Clement: Be smart and stay home


Columnist Sam Clement encourages everyone to stay home for the sake of others in the community. 

Sam Clement

There are people out there who see social distancing as more of an inconvenience than the current pandemic. Every night, you can see them on the news, heckling medical practitioners, creating gridlocks in urban areas, even blocking off hospitals. You may ask yourself — are these people serious? Or is this just sour grapes? Is this an actual political movement? Is it astroturf? Is it simply boredom?

The short answer is yes. All of the above are elements that can be found in these protests against the quarantine. The long answer is much more complicated, messy and dark. 

I’d like to begin by making a special mention of the podcast “Worst Year Ever,” whose recent episode “Trying to Make Sense Of The COVID Protests” was enormously influential on the direction I took in researching these events. However, as their title suggests, they weren’t fully able to decode the motives or methods linking all of the protests. This is largely because there isn’t just one collective entity behind these various protests.

Lansing, Michigan, was the site of one of the earliest anti-quarantine actions. The Michigan state capitol was the target of a protest known as “Operation Gridlock,” during which hundreds, if not thousands, of protesters from across the state drove in and put the city in a great big traffic jam. The organizers of the protest, the Michigan Conservative Coalition and the Michigan Freedom Fund, ordered protestors to stay in their cars; many, however, failed to abide by that order, which resulted in Michigan’s Governor Gretchen Whitmer extending the stay-in-place order to April 30.
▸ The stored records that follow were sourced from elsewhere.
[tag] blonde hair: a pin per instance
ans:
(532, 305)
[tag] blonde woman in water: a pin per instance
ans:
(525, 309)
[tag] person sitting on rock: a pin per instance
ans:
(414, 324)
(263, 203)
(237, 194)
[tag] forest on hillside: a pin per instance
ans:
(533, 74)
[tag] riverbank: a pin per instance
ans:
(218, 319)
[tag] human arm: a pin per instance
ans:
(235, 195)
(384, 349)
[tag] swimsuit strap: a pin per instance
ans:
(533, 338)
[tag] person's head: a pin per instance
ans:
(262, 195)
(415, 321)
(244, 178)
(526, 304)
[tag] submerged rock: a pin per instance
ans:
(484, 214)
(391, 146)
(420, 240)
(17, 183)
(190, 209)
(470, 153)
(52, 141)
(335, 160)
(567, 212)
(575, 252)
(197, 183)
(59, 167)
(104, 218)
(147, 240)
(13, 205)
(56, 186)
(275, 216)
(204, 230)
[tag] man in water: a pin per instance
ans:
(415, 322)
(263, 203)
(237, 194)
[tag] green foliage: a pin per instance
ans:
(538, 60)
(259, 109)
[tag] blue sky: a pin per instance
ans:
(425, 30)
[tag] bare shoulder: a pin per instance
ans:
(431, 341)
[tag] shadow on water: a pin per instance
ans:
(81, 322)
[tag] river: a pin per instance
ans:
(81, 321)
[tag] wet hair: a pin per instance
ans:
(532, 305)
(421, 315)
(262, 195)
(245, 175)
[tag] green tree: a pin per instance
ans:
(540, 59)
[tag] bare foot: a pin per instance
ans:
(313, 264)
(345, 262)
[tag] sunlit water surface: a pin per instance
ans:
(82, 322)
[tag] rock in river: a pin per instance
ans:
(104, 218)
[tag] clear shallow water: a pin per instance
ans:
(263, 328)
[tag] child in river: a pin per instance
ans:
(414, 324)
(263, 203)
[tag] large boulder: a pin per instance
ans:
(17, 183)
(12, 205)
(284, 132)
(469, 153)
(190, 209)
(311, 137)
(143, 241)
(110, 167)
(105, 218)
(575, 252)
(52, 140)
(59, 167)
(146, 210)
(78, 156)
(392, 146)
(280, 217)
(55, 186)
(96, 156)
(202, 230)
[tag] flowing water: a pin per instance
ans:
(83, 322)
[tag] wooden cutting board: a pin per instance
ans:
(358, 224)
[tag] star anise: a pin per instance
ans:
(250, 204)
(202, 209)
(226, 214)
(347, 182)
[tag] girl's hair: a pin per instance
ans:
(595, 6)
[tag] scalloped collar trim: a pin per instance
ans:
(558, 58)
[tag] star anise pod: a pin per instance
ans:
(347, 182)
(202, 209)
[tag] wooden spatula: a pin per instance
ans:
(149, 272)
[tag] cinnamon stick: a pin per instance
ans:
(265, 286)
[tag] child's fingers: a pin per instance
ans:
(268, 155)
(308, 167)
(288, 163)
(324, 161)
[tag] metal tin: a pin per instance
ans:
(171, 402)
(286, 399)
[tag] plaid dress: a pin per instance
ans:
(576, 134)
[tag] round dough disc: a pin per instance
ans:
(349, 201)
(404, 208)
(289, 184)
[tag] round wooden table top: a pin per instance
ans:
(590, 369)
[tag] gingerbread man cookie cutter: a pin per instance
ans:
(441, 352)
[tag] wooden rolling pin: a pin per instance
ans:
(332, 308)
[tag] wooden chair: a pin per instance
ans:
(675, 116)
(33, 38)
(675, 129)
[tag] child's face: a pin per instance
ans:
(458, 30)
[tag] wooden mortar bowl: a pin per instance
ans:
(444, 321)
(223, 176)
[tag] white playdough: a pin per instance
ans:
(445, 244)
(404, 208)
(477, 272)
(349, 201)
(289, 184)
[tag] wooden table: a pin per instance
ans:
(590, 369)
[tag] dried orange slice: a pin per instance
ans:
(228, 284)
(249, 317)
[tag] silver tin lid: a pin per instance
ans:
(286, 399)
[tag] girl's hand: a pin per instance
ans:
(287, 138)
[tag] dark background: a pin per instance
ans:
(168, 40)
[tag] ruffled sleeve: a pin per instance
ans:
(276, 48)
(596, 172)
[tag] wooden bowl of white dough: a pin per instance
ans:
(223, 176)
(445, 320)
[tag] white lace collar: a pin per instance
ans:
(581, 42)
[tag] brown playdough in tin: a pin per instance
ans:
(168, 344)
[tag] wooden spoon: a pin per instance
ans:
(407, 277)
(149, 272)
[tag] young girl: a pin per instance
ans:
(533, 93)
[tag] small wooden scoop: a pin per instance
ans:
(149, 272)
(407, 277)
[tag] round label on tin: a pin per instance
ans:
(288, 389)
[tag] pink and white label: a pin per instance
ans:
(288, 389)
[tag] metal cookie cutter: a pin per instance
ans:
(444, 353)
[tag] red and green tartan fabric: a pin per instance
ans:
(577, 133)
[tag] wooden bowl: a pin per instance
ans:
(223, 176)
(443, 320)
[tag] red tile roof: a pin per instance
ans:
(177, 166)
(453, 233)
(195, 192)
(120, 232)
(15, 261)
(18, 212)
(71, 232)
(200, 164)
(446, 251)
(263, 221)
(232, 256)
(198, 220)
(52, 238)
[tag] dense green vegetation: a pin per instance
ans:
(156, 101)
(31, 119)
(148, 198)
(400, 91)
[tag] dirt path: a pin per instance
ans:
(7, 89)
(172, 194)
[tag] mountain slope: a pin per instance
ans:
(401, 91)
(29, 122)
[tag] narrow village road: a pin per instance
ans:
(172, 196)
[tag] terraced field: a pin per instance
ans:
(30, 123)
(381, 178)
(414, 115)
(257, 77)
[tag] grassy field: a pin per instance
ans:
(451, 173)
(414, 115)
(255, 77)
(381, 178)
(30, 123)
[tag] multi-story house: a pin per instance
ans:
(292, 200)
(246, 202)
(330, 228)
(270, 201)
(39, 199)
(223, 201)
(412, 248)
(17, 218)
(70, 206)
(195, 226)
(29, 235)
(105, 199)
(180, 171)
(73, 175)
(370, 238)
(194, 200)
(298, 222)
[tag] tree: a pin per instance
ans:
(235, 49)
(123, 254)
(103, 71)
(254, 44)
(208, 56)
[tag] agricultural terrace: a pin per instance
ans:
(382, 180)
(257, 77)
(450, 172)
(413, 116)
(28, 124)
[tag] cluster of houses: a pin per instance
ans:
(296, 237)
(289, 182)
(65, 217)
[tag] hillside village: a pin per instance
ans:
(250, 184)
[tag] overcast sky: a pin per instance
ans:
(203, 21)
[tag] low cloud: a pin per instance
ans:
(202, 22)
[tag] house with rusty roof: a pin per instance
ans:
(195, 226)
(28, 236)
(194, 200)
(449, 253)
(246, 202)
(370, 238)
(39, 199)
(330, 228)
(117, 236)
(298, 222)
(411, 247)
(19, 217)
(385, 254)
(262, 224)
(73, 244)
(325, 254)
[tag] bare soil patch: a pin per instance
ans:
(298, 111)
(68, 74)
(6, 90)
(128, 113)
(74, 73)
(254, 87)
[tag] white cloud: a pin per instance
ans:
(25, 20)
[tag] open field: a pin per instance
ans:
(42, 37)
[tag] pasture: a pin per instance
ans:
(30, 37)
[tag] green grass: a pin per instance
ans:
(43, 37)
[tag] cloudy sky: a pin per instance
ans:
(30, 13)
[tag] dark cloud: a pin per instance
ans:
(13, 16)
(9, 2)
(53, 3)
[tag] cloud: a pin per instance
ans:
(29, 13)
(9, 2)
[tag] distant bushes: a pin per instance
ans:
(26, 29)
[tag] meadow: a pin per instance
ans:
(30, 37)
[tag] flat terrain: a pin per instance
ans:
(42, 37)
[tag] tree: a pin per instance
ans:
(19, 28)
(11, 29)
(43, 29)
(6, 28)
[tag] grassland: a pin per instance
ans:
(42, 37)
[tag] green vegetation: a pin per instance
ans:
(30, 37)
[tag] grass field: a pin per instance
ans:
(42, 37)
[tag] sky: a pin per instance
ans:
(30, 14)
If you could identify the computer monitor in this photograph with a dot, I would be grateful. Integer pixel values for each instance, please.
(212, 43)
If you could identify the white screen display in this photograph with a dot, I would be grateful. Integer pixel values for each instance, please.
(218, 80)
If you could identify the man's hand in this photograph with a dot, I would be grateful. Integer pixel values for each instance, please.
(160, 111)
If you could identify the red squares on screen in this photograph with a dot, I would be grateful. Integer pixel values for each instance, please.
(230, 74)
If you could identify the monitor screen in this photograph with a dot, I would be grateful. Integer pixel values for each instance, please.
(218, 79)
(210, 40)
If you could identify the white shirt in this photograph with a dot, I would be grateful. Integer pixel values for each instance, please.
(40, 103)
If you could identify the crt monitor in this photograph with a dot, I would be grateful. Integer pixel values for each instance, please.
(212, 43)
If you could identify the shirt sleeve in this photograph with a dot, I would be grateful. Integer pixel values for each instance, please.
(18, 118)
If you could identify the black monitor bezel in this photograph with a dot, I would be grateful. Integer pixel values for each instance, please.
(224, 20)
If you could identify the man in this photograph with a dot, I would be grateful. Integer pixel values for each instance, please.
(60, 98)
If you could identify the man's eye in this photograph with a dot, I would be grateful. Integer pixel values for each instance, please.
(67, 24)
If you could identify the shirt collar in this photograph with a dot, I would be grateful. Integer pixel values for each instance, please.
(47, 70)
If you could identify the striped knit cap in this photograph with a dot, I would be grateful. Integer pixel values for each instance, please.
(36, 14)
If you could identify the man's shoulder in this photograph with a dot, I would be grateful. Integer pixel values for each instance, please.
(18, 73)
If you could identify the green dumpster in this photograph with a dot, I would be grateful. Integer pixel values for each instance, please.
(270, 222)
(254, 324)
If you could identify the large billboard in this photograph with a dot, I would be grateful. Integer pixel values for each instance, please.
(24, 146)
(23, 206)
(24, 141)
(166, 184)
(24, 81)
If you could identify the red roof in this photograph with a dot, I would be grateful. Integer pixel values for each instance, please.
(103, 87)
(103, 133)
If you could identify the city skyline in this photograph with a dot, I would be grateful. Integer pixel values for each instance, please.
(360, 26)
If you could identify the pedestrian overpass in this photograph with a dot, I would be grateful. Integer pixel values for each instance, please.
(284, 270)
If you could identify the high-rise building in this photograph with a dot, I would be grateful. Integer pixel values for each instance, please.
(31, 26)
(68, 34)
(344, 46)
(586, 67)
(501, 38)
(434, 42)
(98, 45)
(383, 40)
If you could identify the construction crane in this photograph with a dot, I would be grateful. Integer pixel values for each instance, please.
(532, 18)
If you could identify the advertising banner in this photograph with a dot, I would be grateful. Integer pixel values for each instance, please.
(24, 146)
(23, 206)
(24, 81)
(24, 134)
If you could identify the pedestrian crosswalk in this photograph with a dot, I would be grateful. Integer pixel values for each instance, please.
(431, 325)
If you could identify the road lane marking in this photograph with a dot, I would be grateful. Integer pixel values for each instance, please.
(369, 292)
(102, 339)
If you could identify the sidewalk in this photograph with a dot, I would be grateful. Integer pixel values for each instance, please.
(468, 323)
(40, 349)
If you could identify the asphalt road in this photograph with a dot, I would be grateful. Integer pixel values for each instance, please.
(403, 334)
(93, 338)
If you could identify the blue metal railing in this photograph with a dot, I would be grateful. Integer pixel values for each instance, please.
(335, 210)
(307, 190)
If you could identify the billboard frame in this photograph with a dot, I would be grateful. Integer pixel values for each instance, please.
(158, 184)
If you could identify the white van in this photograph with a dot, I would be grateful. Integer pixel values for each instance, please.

Although the Lansing protest appears to be largely grassroots, it has since inspired more sinister, cynical groups to begin agitating for further protests. Chief among them are the Dorr brothers. If you’re unfamiliar with the Dorrs, they are the minds behind the pro-gun and anti-abortion groups of Facebook. If that doesn’t paint a clear enough picture, those particular pro-gun groups have been known to attack the NRA for being too left-leaning. Referred to by many in conservative political circles as scam artists, the brothers bring in hundreds of thousands of dollars annually off membership fees for their groups. 

In response to the current pandemic, the Dorrs have started a series of Facebook groups, including New Yorkers Against Excessive Quarantine, Minnesotans Against Excessive Quarantine and similarly named groups for Wisconsinites, Ohioans and Pennsylvanians. The Pennsylvanian group describes its mission thusly; “Politicians are on a power trip, controlling our lives, destroying our businesses, passing laws behind the cover of darkness and forcing us to hand over our freedoms and our livelihood!”

These Facebook groups, along with similar websites created by the Dorrs, gained members by being spread throughout their existing network of anti-vaccination, pro-gun and anti-abortion groups. However, although the Dorr brothers are prolific in their creation of these groups, they are not the leaders nor the only organizers of the anti-quarantine movement. Facebook is desperately trying to squash groups organizing protests, though further events based on the model of Operation Gridlock skirt the edges of permissibility. The number of Facebook groups has been estimated at around 100, with around 50 currently planned protests for the near future. The groups have attracted a total of over 900,000 members.

There is, however, one very important thing that all these protests have in common. Whether they’re astroturfed or grassroots, large or small, they are dangerous. It is tempting to ignore them, to dismiss them as silly or as a false flag. As our recent history has shown, however, something being ridiculous doesn’t mean that it can’t grow into a potential threat. Donald Trump wasn’t considered a serious candidate back in 2016, yet here we are today. 

This is the point where I’d like to offer you some words of wisdom, some actions you can take to improve this situation. Unfortunately, it just isn’t that simple. This is a disconnected, disjointed movement, complicated and messy. I don’t know if there’s any good way to stop it. It would definitely be a bad idea to set up a counter-protest, if only because that would create a further hazard to public safety. What you can do, though, is support the medical workers who are risking their lives every day of this pandemic. You can be smart and stay home, away from large groups of people. Maybe you can even talk to your aunt, the one who keeps texting you conspiracy memes from Facebook about how COVID-19 is caused by 5G networks, and you can try and explain things to her. These things might seem silly, or small, and it’s very easy to dismiss them, but if enough people do it, we can make a change for the better.